In 1922 whilst appearing in Drifting at the Playhouse Theatre, Humphrey Bogart met Helen Menken and the pair were married on 20 May 1926 although they divorced just over a year later. On 3 April 1928, he married again, this time to Mary Philips whom he had met during a play called Nerves which had a brief run at the Comedy Theatre a few years before.

After the Wall Street Crash in 1929, no-one was going out to watch plays anymore so parts dried up. Lots of out of work actors headed for Hollywood and Humphrey Bogart was no exception.

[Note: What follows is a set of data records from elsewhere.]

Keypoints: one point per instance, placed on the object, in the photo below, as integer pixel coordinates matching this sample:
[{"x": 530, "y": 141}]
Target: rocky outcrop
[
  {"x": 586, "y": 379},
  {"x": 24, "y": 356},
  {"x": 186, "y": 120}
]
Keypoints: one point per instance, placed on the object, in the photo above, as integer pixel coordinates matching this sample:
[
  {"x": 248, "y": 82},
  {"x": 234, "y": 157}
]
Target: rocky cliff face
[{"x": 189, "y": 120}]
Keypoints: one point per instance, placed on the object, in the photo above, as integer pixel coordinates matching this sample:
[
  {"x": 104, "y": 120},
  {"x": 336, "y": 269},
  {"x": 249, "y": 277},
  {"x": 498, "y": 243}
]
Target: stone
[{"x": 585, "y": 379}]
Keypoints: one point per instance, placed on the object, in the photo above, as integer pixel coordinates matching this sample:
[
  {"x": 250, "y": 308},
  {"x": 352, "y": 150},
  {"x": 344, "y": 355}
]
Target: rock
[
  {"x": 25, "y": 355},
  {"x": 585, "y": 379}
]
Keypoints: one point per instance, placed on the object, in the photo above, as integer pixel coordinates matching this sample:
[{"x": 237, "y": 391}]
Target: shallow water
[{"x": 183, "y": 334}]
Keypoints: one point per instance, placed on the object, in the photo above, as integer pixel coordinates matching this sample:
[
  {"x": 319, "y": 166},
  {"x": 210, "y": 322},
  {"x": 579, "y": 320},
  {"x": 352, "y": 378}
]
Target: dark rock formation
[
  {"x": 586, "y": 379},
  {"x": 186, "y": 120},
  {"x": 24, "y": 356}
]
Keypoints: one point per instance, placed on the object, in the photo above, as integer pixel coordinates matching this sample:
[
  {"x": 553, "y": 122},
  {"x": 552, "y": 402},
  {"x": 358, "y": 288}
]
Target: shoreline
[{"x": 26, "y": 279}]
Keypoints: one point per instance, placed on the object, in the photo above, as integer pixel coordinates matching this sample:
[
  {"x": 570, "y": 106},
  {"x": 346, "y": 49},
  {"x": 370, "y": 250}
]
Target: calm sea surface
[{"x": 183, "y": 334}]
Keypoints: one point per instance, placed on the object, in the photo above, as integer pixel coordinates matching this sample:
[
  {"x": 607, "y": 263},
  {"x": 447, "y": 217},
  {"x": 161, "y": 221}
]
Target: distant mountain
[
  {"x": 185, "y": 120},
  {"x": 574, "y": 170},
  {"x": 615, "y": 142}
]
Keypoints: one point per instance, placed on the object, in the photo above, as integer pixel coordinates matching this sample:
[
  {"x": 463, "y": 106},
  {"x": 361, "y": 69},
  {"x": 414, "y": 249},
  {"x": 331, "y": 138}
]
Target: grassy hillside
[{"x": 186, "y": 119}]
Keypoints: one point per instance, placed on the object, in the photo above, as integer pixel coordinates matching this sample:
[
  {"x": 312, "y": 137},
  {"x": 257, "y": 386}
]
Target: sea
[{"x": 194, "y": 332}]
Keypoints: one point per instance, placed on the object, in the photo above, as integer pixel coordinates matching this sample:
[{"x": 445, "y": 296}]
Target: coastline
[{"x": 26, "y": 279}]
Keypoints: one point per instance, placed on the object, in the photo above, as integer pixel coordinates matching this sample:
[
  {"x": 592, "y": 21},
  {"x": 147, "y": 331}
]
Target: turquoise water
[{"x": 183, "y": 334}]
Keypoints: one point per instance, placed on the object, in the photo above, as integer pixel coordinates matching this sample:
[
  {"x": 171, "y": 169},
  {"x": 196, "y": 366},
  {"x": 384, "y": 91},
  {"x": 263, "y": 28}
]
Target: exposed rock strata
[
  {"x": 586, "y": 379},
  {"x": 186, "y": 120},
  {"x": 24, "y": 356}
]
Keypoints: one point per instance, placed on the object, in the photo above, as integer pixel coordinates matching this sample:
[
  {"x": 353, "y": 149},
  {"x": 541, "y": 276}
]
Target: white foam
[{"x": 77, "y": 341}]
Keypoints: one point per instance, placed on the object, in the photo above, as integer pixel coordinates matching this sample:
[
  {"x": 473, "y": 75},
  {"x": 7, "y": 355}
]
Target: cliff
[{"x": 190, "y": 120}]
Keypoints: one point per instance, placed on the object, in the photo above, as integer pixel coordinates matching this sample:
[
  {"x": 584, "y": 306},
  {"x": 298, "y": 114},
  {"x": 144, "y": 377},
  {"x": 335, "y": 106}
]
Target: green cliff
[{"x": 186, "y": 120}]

He signed a contract with Fox for $750 per week where he met Spencer Tracy and the two became friends, with Tracy being the first to refer to him as Bogie. He made his debut for Fox in the movie Up the River in 1930 but remained in supporting roles, sometimes as a gangster, for the next decade or so, often being overlooked in favour of other actors at the time.

As Humphrey Bogart was starting to become typecast as the gangster or the heavy, he decided to not take such parts anymore and his last appearance as a gangster, ironically, would also be one of his breakthrough parts when he played the part of Roy Earle in 1941s High Sierra. His other breakthrough role was that of Sam Spade in The Maltese Falcon which was released in the same year.

Humphrey Bogart’s first and most significant romantic role was opposite Ingrid Bergman in 1942s Casablanca for which Bogart received an Academy Award Best Actor nomination. Although Bergman had a reputation of having affairs with her leading men, her on-screen performance with Humphrey Bogart was as far as it went and the two hardly spoke off-set. Incidentally, it was reportedly Bogart’s idea for his character of Rick Blaine to be a chess player as Bogart himself played the game to tournament level. In part, this performance was responsible for Bogart overtaking James Cagney as the studio’s first choice actor and by 1946 he was earning a reported $460,000 per year, which at the time made him the world’s highest-paid actor.

Whilst filming 1944s To Have and Have Not, Humphrey Bogart met the 19-year-old Lauren Bacall and there was an instant attraction between them and so, when they starred together in a second film, The Big Sleep, the deal was done. Bogart divorced his third wife Mayo Jane Methot who he had married in 1938 and married Bacall on 21 May 1945. Bacall then went on to play Bogart’s love interest in 1947s Dark Passage and in Key Largo which was released in 1948. The pair remained together until his death.

On 6 January 1949, Humphrey Bogart and Lauren Bacall had their first child together when Stephen Humphrey Bogart was born. Stephen’s sister, Leslie Howard Bogart came along on 23 August 1952. Her first and middle names are in honour of her father’s friend, the actor Leslie Howard with whom he co-starred in The Petrified Forest in 1936.

An Academy Award for Best Actor came Humphrey Bogart’s way following the release of 1951’s The African Queen. In the movie, Bogart plays the role of steamboat captain Charlie Allnutt who helps Katharine Hepburn’s snobbish Rose Sayer escape German Eastern Africa and strike a blow against the Germans after the death of her brother following the 1914 declaration of war.

Later appearances saw him star opposite Ava Gardner in The Barefoot Contessa and William Holden and Audrey Hepburn in 1954s Sabrina. 1954 also saw him nominated for Best Actor again for his part as Lt. Cmdr. Philp Francis Queeg in The Caine Mutiny. Humphrey Bogart had always been a heavy drinker and smoker and was diagnosed with oesophagal cancer. He had surgery and chemotherapy, but both were unsuccessful. He died 20 days after his 57th birthday on 14 January 1957.